Current Recommendations

An updated protocol for the care of oil-affected sea otters is currently in development. In the meantime, the current recommendations for washing oil-affected sea otters are as follows:

  • Wash sea otters that have significant oiling (detectable by smell or test kit) and/or that show loss of waterproofing in any area larger than a lemon. Sea otters should be medically stable and at an initial core body temperature of at least 99 F (a higher temperature is better).
  • Induction with 0.22 mg/kg fentanyl and 0.07 mg/kg midazolam, maintenance on 1% isoflourane. Reverse in about 2 hours with 0.66 mg/kg naltrexone. Room temp 60–70 F. Warm IV fluids may help during recovery.
  • The choice of soap and method of working it in will depend on the type and character of the oil, location of oiling, and other variables, but for general purposes 2–3 liters of 4% Dawn in 85 F water works well.
  • If it is tar or very thick oil on the sea otter, a cup of olive or canola oil should be massaged into the affected fur for 10–15 minutes to soften it.
  • Plan on spending 1 ½ to 2 hours on the washing procedure. Core body temperature can be allowed to drop to the low end of normal range, about 95 F, but you must be prepared to warm them up by increasing rinse temperature to 95 F. It appears that rinsing temps may be raised to 100 F if necessary.
  • In general, rinse time should be about double wash time and be very complete (40–60 minutes).
  • Wash and rinse sea otter with soft water (4 grains of hardness) at 90–95 F, and release into soft water for 24–48 hours. This makes a HUGE difference and may even allow for a reduced rinsing time.
  • Air dry sea otter with warm (not hot) high volume blow dryers for 5–8 minutes after toweling.
  • Reverse and recover sea otter indoors under observation for at least an hour.
  • Track core temperature before, during, and after washing. Watch out for initial hyperthermia, then serious hypothermia. The core temperature should recover to near normal within a few hours after washing. If it drops precipitously during the next 24 hours, you are in trouble. During the days after washing, core temperature may “overshoot” due to increased metabolic rate. SQ temperature (via PIT tags) more accurately reflects when coat recovery has occurred.
  • IR thermography, SQ temperature, and observation of behaviors are all useful, but the former two are less time consuming and perhaps more precise. The sum of the three criteria defines recovery.
  • Provide the sea otter with a relatively warm haul out area if at all possible.
  • Optimize conditions that encourage grooming behavior that allows hair shafts to interlock and form plates that hold air.

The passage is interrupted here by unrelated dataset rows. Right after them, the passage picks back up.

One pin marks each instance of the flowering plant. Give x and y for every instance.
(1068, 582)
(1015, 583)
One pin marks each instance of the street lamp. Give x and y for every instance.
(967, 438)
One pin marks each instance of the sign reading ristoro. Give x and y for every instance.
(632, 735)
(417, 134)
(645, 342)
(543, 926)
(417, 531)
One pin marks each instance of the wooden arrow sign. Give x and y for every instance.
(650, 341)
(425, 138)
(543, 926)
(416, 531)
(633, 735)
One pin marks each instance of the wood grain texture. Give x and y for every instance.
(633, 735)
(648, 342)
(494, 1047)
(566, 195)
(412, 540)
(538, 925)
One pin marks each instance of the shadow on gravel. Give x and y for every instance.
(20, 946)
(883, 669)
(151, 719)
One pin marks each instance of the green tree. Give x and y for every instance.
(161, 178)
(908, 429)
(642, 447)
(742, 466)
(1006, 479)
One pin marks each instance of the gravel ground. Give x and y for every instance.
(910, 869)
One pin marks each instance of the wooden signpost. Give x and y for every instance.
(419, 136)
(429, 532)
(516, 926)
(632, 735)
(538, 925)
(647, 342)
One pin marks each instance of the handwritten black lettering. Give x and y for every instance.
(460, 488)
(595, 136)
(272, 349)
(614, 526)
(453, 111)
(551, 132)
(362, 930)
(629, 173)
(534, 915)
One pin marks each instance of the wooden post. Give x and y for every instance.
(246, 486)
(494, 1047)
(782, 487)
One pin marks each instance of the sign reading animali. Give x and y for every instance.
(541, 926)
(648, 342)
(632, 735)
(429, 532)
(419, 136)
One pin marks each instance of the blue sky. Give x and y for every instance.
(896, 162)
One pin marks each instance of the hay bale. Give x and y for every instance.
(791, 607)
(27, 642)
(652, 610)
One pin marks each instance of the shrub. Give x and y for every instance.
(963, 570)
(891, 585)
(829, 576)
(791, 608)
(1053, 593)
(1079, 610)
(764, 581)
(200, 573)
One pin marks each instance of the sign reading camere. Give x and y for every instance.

Natural oils may be much less important than previously thought.
  • Swimming in softened fresh water for 24–48 hours makes sea otters more comfortable. Warmer water may help with sea otters that are more compromised and promote swimming, grooming, eating, and less frantic behaviors, as well as reduce the time until coat recovery and temperature stability by about 50% (maybe more) and head off medical problems.
  • Temporary mild corneal opacity may occur in sea otters with physical or chemical damage to cornea
  • Get them to eat. Feed small calorie-dense meals frequently. Watch for melena as gastric ulceration common.